Want to help fight the good fight? Just transfer your .com, .net, .org, .info, and .biz domains for $3.98 each. For every domain transferred up to 10,000, Namecheap will donate $0.50 to EFF. The donation amount goes up to $1.00 per domain if we exceed 10,000. And if we exceed 20,000 domains transferred, Namecheap will donate $1.50 for each. EFF will continue fighting for our online rights. You'll receive an extra year on your domain name when you transfer, plus a free SSL certificate and free Private Email for a year.


Link: https://www.namecheap.com/campaigns/2016/mydd.aspx#


----------



## drmike (Feb 2, 2016)

Stats so far:



25885



Domain Transfers



$38827.50



Donated to EFF


----------



## drmike (Feb 3, 2016)

Thanks to everyone that supported the EFF yesterday.
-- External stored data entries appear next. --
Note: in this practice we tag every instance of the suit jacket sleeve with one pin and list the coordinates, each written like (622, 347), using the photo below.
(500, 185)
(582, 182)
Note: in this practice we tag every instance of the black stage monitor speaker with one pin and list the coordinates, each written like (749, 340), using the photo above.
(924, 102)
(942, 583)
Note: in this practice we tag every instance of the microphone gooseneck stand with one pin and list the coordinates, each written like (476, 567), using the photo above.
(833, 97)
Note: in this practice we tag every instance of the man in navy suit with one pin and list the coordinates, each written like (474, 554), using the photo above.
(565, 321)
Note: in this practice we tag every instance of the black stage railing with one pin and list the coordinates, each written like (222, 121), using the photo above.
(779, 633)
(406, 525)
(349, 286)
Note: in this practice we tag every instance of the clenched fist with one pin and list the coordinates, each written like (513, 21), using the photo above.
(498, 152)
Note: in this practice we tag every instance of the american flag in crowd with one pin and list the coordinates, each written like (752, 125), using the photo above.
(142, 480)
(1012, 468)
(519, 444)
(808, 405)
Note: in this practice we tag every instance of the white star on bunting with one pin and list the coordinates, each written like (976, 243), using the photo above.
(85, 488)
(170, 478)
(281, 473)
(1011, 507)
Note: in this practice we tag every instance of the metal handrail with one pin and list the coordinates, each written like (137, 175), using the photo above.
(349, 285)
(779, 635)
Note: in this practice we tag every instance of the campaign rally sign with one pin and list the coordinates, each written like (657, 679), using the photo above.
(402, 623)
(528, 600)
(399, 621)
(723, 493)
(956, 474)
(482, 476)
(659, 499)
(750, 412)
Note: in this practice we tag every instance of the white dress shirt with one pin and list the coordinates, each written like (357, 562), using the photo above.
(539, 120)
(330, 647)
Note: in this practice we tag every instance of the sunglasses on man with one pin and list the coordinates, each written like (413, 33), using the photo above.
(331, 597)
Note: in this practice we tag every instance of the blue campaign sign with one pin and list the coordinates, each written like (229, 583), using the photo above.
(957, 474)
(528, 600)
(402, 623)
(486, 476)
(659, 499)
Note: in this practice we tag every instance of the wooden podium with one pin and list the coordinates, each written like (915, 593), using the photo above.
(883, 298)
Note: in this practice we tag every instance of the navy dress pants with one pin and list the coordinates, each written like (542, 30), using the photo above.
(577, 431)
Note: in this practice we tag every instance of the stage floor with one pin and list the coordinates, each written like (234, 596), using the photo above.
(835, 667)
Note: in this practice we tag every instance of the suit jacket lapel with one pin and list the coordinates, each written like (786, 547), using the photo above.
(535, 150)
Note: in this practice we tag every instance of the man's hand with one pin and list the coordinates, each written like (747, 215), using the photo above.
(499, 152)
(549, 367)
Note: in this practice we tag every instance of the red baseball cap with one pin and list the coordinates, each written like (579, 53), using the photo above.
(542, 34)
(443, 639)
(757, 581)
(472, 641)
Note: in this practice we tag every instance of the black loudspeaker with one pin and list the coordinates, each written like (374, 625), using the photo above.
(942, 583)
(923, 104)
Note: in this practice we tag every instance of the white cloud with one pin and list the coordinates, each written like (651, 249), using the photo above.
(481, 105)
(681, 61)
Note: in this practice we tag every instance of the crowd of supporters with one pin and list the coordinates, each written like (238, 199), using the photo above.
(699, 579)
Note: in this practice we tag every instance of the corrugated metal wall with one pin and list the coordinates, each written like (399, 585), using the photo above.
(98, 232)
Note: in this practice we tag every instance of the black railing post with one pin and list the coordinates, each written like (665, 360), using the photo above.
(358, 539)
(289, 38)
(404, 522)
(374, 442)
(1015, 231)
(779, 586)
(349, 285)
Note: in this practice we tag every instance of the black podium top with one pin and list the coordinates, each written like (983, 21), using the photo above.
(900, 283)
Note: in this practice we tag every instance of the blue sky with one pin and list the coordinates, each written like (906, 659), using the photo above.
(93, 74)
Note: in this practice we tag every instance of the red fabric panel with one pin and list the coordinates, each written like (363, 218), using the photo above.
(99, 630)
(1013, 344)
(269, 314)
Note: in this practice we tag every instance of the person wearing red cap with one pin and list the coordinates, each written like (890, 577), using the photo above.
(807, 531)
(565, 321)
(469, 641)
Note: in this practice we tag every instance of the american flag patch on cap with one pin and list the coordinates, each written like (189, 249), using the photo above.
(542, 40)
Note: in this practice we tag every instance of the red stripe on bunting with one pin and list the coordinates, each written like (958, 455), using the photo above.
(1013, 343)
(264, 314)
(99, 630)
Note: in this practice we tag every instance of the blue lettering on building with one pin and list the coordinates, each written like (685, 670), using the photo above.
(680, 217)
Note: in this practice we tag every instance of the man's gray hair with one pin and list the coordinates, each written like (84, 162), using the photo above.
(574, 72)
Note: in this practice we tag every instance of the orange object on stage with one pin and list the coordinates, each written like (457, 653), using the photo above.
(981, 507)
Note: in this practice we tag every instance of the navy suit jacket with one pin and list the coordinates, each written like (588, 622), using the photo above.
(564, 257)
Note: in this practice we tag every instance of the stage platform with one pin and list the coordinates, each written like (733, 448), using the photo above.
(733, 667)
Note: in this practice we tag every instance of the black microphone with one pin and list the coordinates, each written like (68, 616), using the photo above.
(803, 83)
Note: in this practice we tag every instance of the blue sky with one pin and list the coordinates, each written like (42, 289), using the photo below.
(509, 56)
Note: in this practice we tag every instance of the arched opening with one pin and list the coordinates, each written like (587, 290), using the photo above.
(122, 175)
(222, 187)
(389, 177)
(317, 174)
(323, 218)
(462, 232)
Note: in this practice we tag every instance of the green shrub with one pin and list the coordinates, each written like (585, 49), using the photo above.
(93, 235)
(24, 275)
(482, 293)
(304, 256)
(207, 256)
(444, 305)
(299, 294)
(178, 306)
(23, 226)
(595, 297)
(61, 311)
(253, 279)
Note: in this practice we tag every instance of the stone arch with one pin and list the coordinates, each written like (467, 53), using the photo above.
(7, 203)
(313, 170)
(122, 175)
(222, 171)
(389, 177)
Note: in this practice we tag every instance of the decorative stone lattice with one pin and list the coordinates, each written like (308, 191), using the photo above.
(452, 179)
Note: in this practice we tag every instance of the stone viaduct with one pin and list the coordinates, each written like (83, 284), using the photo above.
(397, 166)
Namecheap raised a bundle to benefit the EFF:


Free & Open Internet Is What It's All About



Thanks for helping us support the Electronic Frontier Foundation on our fifth annual MoveYourDomainDay, on Feb. 2, 2016. Our customers transferred 36634 domains on this date, which raised $54951.00. We hope you'll join us for MoveYourDomainDay 2017.


----------



## tmzVPS-Daniel (Feb 3, 2016)

drmike said:


> Thanks to everyone that supported the EFF yesterday.
> 
> 
> Namecheap raised a bundle to benefit the EFF:
> ...




Interesting stat! So many domains for so little money lol. 


- Daniel


----------



## RosenHost (Feb 4, 2016)

I transferred my last domain from GoDaddy to namecheap. Still awaiting for Daddy to confirm transfer out .This was a nice promo


----------



## brookesdjb (Feb 4, 2016)

I transfered 4 domains out from GoDaddy to Namecheap last year, 3 went across within the hour, but my one .co.uk domain failed because GoDaddy don't have an automated process for changing IPS tags. Their first line support didn't know what an IPS tag was until I phoned up, but after I explained and they passed it up to the more senior support the remaining domain transferred fine, took me about 3 tries over 2 weeks to realise it was failing for some reason though.... So worth checking


----------